Et comme Marguerite secouait la tête d’un air incrédule, le jeune homme lui fit part de ses soupçons concernant le chef de bandit ; il lui raconta la visite de Tape-à-l’œil, et la certitude exprimée par le vieux matelot que le pirate, voyant l’affaire manquée, pourrait la reprendre pour son propre compte.

— C’est une affaire de chantage, conclut Harry, il s’agit d’attendre. Georges est en mesure de payer une forte rançon. Au printemps, nous les verrons arriver sains et saufs.

— Mais elle, ma petit sœur, parmi ces bandits ? …

— Soyez tranquille, ils doivent être traités en prisonniers de marque. Et puis la servante de Georges est partie avec eux.

— Cela me rassure un peu… Mais vous, dit Marguerite en s’adressant à Mme Jordan, vous qui étiez l’amie de ma mère, croyez-vous que M. de Villarnay soit un homme d’honneur ?

— Oui, ma chérie, répondit Mme Jordan avec conviction. Ce jeune homme a passé deux mois sous notre toit. Je puis te certifier que ce n’est pas seulement de figure qu’il ressemble à Paul, mais de cœur aussi.

— Moi aussi, je puis te le certifier, dit Lilian. J’ai retrouvé chez ce jeune homme, toutes les délicatesses et les aspirations généreuses de notre cher disparu.

— Assez d’émotions comme cela, dit Harry en s’avançant. À demain, chère petite fiancée ; nous allons tous prier pour que Dieu nous rende bientôt notre petite sœur.

Après le départ du jeune officier, Lilian conduisit Marguerite dans la chambre qu’elle partageait avec elle. Maggy les attendait, ellevint embrasser Marguerite.

— J’ai voulu féliciter, dès ce soir, la fiancée de mon cher « boy », dit-elle. Bonne nuit mes chéries.

— Bonne nuit, chère vieille amie, ne nous oubliez pas dans vos prières.

— Vous n’êtes jamais loin de mon esprit, répondit l’Irlandaise. Et elle s’éloigna.

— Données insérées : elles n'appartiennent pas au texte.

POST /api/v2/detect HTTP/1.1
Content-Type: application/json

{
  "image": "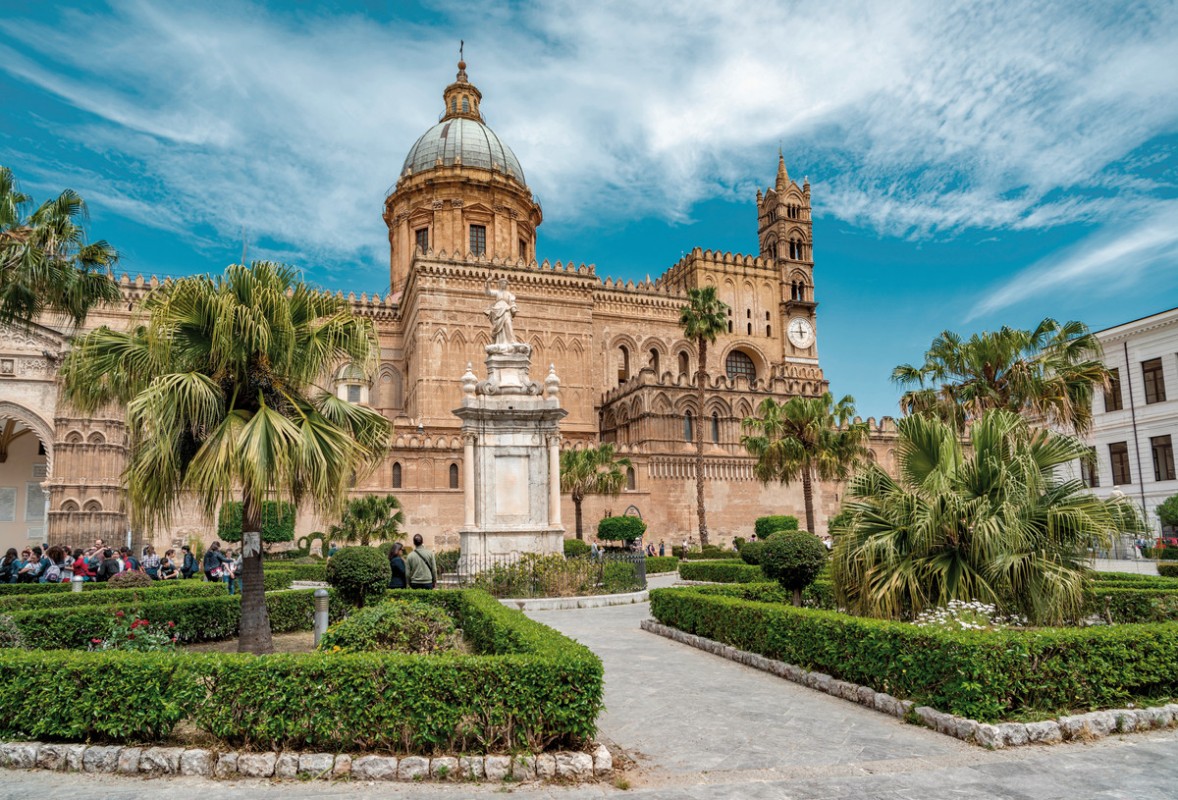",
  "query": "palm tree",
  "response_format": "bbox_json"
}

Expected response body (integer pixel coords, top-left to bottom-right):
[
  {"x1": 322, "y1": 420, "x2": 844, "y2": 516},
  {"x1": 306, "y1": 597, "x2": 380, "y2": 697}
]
[
  {"x1": 61, "y1": 262, "x2": 392, "y2": 653},
  {"x1": 741, "y1": 392, "x2": 868, "y2": 534},
  {"x1": 561, "y1": 443, "x2": 630, "y2": 538},
  {"x1": 329, "y1": 495, "x2": 404, "y2": 547},
  {"x1": 833, "y1": 410, "x2": 1141, "y2": 624},
  {"x1": 0, "y1": 166, "x2": 119, "y2": 326},
  {"x1": 892, "y1": 318, "x2": 1110, "y2": 434},
  {"x1": 679, "y1": 286, "x2": 728, "y2": 547}
]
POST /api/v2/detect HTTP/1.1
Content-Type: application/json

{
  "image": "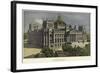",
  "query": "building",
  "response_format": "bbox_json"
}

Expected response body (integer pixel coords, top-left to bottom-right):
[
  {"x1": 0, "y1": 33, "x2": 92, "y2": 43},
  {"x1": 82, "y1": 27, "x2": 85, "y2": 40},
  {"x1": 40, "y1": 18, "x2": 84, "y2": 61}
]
[{"x1": 28, "y1": 16, "x2": 84, "y2": 50}]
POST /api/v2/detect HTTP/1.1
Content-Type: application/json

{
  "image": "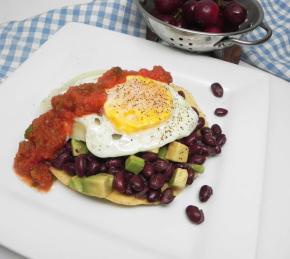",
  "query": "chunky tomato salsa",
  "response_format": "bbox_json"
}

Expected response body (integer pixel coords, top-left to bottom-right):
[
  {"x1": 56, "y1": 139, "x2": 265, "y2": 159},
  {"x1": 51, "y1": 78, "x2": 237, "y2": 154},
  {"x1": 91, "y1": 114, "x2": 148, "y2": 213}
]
[{"x1": 14, "y1": 66, "x2": 172, "y2": 191}]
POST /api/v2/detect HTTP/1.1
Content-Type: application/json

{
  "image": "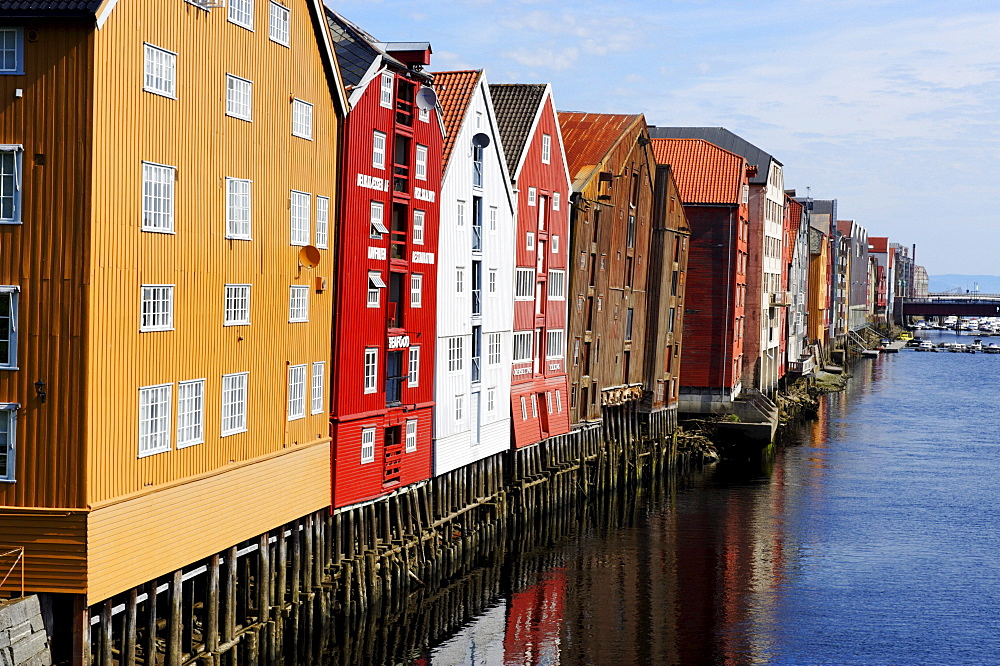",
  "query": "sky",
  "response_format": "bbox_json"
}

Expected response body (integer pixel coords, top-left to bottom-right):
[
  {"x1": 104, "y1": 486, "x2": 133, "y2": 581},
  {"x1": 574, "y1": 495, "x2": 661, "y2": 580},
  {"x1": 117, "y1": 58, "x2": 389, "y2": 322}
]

Lilian causa longtemps avec son amie. Pour la première fois, elle lui fit part de ses projets d’avenir, lui raconta son court roman d’amour, hélas ! brisé par la mort de son fiancée. Marguerite l’écoutait en silence ; ainsi, elle avait souffert ce martyre, cette Lily si calme sous sa gaieté sérieuse, et Georges l’avait consolée, il avait plaidé sa cause. Ses amies avaient raison ; elle ne douterait plus. Bientôt, bercée par les douces paroles de Lilian, elle s’endormit.